Stranded In The Southland

Saturday, June 02, 2007

The Feminine Mystique

I just polished off The Feminine Mystique. I'm not sure why I'd never read it; I guess I thought I was just soaking in it, between my hard-charging mom with her PhD, the succession of hard-core, no-shit feminists I dated over the years, and the high-achieving sweetie I eventually shacked up with.

I had expected a call to arms, loaded with details about "the man keeping us down," but found instead a description of late-50s and early 60s life that was stultifying. Friedan writes about women completely acquiescing to the idea of sitting home with the kids and keeping house, and about the ugly impact this sitting home had on them and their families. Women were getting their college degrees, then getting married and seemingly giving up on anything else, often taking it out on their families in unhealthy ways. Sure, Friedan blames advertisers and other folks for encouraging this, but she seems to believe that the biggest part of the problem was that women weren't grabbing hold of life with both hands.
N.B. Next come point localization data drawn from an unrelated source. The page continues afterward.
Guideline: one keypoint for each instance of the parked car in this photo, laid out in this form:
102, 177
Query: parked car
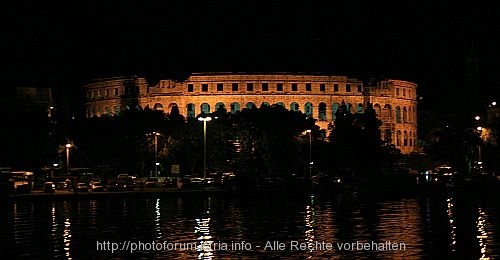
82, 186
96, 186
151, 182
49, 187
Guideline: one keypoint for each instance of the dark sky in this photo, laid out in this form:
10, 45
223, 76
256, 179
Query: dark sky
67, 43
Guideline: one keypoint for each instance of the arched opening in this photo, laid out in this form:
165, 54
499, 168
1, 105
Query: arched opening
250, 105
359, 108
205, 108
235, 107
219, 106
405, 115
308, 111
108, 111
387, 111
398, 114
322, 111
158, 106
191, 110
335, 107
378, 110
171, 106
388, 136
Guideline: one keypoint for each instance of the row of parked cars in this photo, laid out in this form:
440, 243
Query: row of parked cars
93, 186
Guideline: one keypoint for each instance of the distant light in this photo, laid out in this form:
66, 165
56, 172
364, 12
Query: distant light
204, 118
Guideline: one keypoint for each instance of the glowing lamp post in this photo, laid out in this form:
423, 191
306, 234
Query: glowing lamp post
310, 152
205, 120
67, 158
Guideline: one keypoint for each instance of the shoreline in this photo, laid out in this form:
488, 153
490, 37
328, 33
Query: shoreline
67, 195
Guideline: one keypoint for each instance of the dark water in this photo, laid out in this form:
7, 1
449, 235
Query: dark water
429, 226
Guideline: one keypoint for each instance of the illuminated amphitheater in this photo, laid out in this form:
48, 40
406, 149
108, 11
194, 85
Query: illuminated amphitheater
319, 96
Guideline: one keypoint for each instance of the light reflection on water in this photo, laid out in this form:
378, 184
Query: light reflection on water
428, 226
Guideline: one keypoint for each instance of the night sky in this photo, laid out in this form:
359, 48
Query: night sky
64, 44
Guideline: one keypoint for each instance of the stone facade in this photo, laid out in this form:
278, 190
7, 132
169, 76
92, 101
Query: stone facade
319, 96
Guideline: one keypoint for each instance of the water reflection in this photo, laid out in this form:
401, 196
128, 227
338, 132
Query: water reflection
67, 238
157, 219
453, 229
310, 224
202, 231
482, 234
430, 226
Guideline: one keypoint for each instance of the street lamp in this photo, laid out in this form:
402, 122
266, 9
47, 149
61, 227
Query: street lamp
53, 168
156, 134
205, 120
310, 152
68, 145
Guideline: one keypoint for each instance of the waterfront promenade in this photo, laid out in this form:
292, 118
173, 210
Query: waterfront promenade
146, 192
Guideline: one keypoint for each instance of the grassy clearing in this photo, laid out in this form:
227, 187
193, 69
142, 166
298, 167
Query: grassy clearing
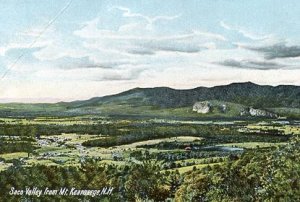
286, 129
15, 155
156, 141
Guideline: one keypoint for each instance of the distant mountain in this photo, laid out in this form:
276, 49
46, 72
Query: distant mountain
250, 94
283, 100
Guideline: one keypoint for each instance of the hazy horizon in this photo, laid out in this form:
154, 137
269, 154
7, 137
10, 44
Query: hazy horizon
56, 100
54, 51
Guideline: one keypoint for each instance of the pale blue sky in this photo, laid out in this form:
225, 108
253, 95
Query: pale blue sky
55, 50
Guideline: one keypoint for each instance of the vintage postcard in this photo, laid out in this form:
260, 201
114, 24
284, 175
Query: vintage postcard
127, 100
TFM just suggests that women get off their asses and get to work, fulfilling thier promise in the world. That's about as radical as it gets -- I guess she talks about getting some government help for this (similar to the GI Bill), but she doesn't go much further than that. Of course, after this Betty Friedan helped found NOW and really got things moving, but I was sort of surprised that TFM wasn't any more radical. I guess this is evidence of how bad things really were then. Doh.

And for me? Well, as the faculty spouse, it did kind of suggest to me that I'm responsible for my own fulfillment; I can't just sit around and wait for things to get better, or mark time in my career, but have to get a plan and get going. We'll see.